Results for new tagging technologies can be integrated on many spatial and temporal scales. The use of multiple tag technologies, old or new, on the same organism in discrete geographic locations at the same time can provide view of activity or behavior which can be integrated into synthesis inference for that group of organisms. Integrating tagging information from different systems or technologies over time can also add synoptic inference. Even more exciting is the ability to integrate data derived from tags with information drawn from other scientific approaches. Combining tagging data with information on population genetics for the same groups or species in the area where the animal was tagged can enhance, corroborate, or add complexity to inference derived from tagged animals. The same is true for other scientific approached such as otolith microchemistry, micro-elemental analyses, and other physiological investigations that can provide data on systems level mechanisms when combined with tag data for individual organisms. Physical analyses of changes in environmental condition and climate, when combined with tag data, can be used to predict important processes and regimes that help quantify data derived from tags.

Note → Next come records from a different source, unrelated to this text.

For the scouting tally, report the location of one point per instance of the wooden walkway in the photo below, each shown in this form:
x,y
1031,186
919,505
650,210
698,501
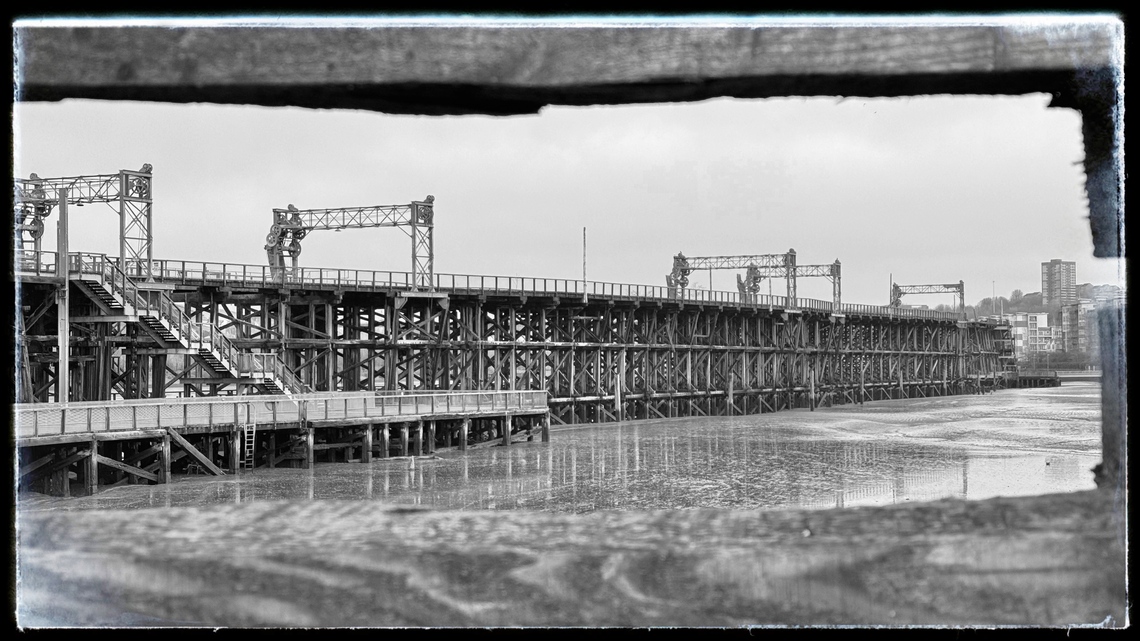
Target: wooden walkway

The goals of this session are to present integrative studies that show the importance of collaborative, cross-disciplinary efforts when planning and interpreting data derived from tags.

 

Session: Tagging Data in Fisheries Management

Chair: Mark Maunder
Keynote: John Sibert

Tagging has a long tradition in fisheries management and assessment. In recent times the trend has been toward integrating tagging information directly into stock assessment models and away from the estimating factors like growth, movement, exploitation and abundance as “stand-alone” parameters. As the methodologies have improved, information obtained from tagging has increased in quantity and breadth. For example, vast quantities of fine scale spatial data are now available from archival tags. As a generality, stock assessment modelling has not kept pace with the higher level of detail new tagging methods offer. As a consequence the full management potential of the new tagging data is often unrealised. For example; there needs to be conciliation between the block transfer age-structured stock assessment models and the fine scale movement data. Although some modelling advances have been made, often these have proved less useful from a management perspective than hoped.

In this session we are looking for novel approaches in the use of tagging data for stock assessment and management. Preference will be given to presentations where the author has sought to maximise the fisheries management potential of the underlying tagging data through experimental design and/or analysis.